In suspected ZIKV cases, a diagnosis is usually based on laboratory confirmation using IgM detecting serological test or RT-PCR based on E and NS2B genes [58,59,60]. In a particular place when there are ongoing outbreaks, it is recommended for pregnant women to be tested for ZIKV infection [61]. Serology tests can detect ZIKV as early as one week after suspected infection, but cross-reacting antibodies from other Flaviviruses can result in false-positive serological results [62]. Measuring viral RNA copy number using RT-PCR can also be used to detect the initial viremia in urine samples, cord blood and placental samples at delivery [63].

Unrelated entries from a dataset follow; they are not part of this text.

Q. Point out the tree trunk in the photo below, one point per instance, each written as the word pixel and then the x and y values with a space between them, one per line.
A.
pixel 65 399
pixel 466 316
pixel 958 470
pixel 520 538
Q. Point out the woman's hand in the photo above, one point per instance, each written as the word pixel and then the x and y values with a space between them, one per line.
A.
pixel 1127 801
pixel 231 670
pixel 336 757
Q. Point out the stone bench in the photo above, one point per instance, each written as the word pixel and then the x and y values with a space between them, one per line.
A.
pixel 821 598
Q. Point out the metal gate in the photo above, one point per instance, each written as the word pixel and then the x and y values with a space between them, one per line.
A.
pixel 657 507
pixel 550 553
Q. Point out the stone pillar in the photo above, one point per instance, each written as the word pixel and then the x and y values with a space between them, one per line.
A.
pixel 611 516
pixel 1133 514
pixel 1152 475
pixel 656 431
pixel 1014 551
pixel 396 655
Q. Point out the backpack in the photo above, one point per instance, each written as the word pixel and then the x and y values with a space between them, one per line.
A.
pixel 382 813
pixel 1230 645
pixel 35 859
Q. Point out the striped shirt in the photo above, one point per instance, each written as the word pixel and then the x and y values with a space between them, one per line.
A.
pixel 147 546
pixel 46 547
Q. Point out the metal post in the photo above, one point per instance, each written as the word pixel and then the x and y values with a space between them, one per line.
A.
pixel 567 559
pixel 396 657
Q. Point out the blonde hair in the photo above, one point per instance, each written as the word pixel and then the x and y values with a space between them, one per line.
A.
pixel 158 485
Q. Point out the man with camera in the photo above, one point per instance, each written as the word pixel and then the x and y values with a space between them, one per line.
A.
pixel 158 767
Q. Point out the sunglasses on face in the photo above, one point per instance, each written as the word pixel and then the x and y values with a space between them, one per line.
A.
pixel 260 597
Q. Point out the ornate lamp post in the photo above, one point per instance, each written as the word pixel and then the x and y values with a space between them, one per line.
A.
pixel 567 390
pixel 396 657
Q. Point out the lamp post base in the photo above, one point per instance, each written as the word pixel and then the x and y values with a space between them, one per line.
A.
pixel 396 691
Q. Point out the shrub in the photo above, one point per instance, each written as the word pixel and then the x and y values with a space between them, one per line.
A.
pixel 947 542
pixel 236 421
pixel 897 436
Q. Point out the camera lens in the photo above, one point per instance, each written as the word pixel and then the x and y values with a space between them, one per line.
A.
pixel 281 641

Currently, there is no approved vaccine for the effective prevention of the disease [64]. Only supportive treatment is available if infected [65]. Implementing effective mosquito control strategies in places with ZIKV infection is crucial to break the chain of ongoing disease spread [66]. Avoiding travel to areas with ongoing ZIKV outbreaks, especially if pregnant or planning to become pregnant are some of the ways to reduce the risk of infection [67]. There us ab option of using genetically modified Aedes aegypti mosquitoes to reduce the population of wild type mosquitoes to control mosquito-borne disease, but it is considered an emerging risk [68]

ZIKV vaccine development is challenged by the target audience; it must be safe for pregnant women and to prevent neurological disorders in adults and fetuses [69,70]. Despite the challenges, several vaccine candidates have entered preclinical animal studies and phase I clinical trials. Some of the vaccine candidates which have entered phase I clinical trials that are noteworthy to mention include DNA vaccines by Inovio Pharmaceuticals and NIH, whole purified inactivated vaccine by WRAIR/Sanofi Pasteur Limited and Live, Dengue virus vectored vaccine by Butantan Institute [69]. Another major issue in vaccine development and translation of the vaccine technology into use is that ZIKV outbreaks had waned, making it too challenging to test the effectiveness of the vaccine without ongoing active disease transmission, along with the slow decline in funding which supports vaccine development [71]. Several drug repurposing studies have been conducted and found to be effective against ZIKV infection. However, there are no FDA-approved drugs available for ZIKV infection because most of the drugs do not have enough data to support safety in pregnant women. Examples of existing drugs with anti-ZIKV activity are suramin, nitazoxanide, chloroquine (anti-protozoal drugs), niclosamide, ivermectin (anthelmintics), mycophenolic acid (an immunosuppressant drug), PHA-690509 (cyclin-dependent kinase inhibitor) and sofosbuvir (an anti-viral drug effective against hepatitis C virus, [72]. Sofosbuvir has shown promising results in preventing ZIKV transmission from mother to fetus in pregnant mice and pregnant non-human primate models [73,74]. Interestingly, for some phytochemical compounds a computation approach shows that Polydatin, Liquiritin, Cichoriin, Dihydrogenistin and Rhapontin shows high docking score compared to the Sofosbuvir. Especially, Polydatin has more capacity for receptor binding when compared to Sofosbuvir (Table 2). Thus, phytochemicals can be used as a cost-effective ZIKV inhibitors; however, biocompatibility and effectiveness have to be proved in non-computational research experiments [75].